Finally, Kenya Airways explains why 24 Nigerians were sacked
Barely 24 hours after the unions in the Nigerian aviation industry accused the management of Kenya Airways of unilaterally sacking 24 out of its 26 Nigerian workers, the airline has alleged that the unions did not do enough to protect the interest of its members working with it.
A document made available to our correspondent by a source close to the airline listed several attempts made by the airline to ensure a meeting with the unions on the planned redundancy of some of the workers, but the unions avoided meeting with the management even when some of its officials came from its head office in Nairobi, Kenya.
The letter with the reference number: IR/NUATE/11/04/2018/BF dated April 11, 2018, sent to the General Secretary of the National Union of Air Transport Employees (NUATE) and signed by Bridgette Imbuga, Acting Chief Human Resources Officer, Kenya Airways and made available to our correspondent, stated that the airline as at January 15, 2018 notified the union of its redundancy plan and called for a meeting with the airline, which the union refused to honour.
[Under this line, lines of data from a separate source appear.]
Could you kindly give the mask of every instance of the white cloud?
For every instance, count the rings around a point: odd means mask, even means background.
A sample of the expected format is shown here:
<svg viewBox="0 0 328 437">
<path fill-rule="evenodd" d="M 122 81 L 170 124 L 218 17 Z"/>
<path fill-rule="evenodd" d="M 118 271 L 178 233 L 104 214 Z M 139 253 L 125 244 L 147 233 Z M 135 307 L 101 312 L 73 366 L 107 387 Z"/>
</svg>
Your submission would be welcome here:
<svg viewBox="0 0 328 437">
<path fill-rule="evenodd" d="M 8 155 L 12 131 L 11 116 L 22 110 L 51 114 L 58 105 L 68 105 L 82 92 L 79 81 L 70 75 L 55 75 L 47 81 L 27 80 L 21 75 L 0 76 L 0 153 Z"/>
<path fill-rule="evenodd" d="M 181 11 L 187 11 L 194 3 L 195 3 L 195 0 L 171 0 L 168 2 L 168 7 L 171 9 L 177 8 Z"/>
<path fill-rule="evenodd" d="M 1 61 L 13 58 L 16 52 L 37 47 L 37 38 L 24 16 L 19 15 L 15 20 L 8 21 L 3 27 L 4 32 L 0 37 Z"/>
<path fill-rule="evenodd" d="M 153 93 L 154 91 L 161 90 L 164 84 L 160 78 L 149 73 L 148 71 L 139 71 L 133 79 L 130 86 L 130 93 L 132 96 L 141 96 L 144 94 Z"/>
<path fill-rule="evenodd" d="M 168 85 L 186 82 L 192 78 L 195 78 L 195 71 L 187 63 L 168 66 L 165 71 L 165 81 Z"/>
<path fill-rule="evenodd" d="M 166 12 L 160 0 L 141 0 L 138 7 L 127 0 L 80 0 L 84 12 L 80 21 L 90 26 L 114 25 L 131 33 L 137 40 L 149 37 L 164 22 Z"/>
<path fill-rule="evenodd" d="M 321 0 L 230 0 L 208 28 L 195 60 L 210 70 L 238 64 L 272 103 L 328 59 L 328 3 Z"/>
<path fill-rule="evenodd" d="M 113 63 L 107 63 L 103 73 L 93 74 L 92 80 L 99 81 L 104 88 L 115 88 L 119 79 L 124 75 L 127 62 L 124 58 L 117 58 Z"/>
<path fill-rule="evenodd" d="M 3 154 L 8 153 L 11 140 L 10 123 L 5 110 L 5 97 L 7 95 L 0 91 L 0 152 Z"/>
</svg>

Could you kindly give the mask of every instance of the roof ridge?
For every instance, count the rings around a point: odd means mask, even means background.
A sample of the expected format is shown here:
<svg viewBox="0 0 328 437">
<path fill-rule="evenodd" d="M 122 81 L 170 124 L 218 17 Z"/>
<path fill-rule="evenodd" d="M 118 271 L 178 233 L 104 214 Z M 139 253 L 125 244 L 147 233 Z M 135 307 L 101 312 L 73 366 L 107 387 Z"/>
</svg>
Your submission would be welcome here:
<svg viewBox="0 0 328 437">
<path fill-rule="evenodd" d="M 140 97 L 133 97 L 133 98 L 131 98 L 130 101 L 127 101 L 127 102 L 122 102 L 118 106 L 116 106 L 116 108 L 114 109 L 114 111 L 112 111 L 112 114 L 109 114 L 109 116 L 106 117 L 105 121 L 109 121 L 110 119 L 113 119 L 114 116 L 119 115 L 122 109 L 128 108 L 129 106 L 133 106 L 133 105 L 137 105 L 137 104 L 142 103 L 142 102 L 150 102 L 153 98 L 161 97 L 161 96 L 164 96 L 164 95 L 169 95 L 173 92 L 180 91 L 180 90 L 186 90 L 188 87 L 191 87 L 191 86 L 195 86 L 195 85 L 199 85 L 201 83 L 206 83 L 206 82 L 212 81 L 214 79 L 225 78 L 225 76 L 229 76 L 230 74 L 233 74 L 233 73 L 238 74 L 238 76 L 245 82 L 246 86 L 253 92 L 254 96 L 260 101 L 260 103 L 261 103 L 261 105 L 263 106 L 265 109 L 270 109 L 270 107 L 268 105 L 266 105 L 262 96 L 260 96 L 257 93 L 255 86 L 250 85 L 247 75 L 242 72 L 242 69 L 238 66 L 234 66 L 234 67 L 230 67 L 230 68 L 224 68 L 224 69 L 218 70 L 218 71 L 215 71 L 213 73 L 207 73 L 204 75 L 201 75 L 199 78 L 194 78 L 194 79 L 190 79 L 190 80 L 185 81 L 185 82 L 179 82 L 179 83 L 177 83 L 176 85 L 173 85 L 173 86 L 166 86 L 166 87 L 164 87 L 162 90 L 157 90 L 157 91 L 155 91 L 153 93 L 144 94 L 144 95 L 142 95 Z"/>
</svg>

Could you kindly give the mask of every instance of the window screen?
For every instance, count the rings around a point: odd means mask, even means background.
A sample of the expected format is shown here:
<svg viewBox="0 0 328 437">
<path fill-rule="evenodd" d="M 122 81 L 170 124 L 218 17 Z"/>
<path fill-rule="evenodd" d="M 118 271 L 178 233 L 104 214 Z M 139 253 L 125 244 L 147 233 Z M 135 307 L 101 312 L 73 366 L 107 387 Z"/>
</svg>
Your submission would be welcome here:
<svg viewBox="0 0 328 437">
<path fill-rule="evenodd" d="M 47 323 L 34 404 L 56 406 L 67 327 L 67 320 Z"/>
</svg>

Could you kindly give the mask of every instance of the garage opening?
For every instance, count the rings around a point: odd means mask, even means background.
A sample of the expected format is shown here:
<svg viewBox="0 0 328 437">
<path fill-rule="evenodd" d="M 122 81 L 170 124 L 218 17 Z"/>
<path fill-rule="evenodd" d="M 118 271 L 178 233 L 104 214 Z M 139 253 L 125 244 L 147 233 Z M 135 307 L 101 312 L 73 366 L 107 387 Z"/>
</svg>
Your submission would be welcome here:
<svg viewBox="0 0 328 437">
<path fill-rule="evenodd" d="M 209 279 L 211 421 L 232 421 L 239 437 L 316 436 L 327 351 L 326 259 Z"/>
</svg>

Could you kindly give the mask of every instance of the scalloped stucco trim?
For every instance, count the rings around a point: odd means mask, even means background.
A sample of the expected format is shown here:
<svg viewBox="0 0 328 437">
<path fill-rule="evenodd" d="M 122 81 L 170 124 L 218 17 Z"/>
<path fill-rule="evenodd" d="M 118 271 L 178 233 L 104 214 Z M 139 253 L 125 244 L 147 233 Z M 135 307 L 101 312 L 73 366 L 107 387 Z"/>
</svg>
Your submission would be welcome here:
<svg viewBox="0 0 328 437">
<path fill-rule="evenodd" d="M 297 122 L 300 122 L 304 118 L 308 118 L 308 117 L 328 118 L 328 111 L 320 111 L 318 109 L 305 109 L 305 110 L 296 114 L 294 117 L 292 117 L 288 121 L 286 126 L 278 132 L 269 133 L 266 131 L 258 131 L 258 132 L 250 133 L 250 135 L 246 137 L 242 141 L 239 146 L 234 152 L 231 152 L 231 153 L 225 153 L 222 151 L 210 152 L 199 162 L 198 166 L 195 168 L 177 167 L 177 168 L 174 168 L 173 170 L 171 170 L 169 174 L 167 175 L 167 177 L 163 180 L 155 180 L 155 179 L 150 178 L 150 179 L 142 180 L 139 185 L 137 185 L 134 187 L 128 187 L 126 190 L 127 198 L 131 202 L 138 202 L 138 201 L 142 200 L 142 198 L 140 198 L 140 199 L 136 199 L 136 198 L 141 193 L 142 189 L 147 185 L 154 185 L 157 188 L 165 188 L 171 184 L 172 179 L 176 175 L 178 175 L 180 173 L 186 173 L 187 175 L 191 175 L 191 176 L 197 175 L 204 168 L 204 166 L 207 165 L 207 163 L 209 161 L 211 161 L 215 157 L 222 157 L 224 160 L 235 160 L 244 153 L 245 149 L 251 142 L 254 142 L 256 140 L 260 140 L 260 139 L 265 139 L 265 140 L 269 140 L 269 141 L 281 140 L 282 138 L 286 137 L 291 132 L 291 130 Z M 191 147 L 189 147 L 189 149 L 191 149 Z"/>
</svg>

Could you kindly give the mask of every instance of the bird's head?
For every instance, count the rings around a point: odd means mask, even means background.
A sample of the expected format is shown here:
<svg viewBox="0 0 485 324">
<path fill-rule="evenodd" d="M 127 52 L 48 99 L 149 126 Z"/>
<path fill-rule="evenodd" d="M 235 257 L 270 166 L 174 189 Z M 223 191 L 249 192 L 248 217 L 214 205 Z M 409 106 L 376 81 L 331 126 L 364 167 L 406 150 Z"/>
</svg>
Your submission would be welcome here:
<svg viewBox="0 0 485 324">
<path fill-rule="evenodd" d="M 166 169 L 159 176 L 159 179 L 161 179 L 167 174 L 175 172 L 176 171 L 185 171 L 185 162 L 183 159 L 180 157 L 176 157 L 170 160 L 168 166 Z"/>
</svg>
According to the letter, NUATE had picked different dates ranging from February 15, 2018, February 26, 2018, March 6, 2018, March 16, 2018, and April 5, 2018 for a meeting with the management of the airline, but failed to honour any of the dates and gave excuses for its inability to honour any of the dates proposed by the union itself.
The letter reads in part: “Despite our displeasure, we dutifully indulged you and agreed to hold the meeting on the 16th March 2018. Although, you kept us waiting at your national secretariat conference room for the better part of the afternoon, you finally turned up for the meeting at 4:30pm local time on the 16th March 2018.
“However, you declined to discuss the redundancy subject and instead proposed that we pick another date to specifically negotiate the redundancy payments. After considering each parties commitments, you personally proposed 5th April 2018, which we mutually accepted and firmed up. It was therefore shockingly disappointed and unexpected that you failed to attend the meeting on the agreed date without any apologies or prior notification notwithstanding the fact that the management team had travelled to Lagos and were more punctually present for the meeting at the appointed venue.
“From the foregoing, it is clear that you are unwilling or uninterested in engaging management in negotiations on such an important matter affecting employees who are your members. On our part, we have demonstrated our willingness and commitment to use our best endeavours to negotiate separation terms for the employees who will be affected by the redundancy.”
It was reported yesterday that Kenya Airways on Friday sacked 22 out of its 26 Nigerian employees, representing 86.4 per cent of the affected workers.
A source close to the airline had told our correspondent that the staff were issued the disengagement letters at the airline’s office in Lagos in the presence of stern looking police officers who were engaged by the airline to scare away the affected staff and prevent possible breakdown of law and order.
Only four of its Nigerian staff are retained by the management of the airline after the purging exercise. Those retained are Country Manager, Mr. Afeez Balogun, the Station Manager, and two other staff.
The source confided in our correspondent that the affected staff were only given four weeks wages on disengagement by the management, a situation the industry unions are already frowning at.
It was gathered that the abrupt sack of the Nigerian workers happened when the airline was still negotiating the new condition of service with the industry unions.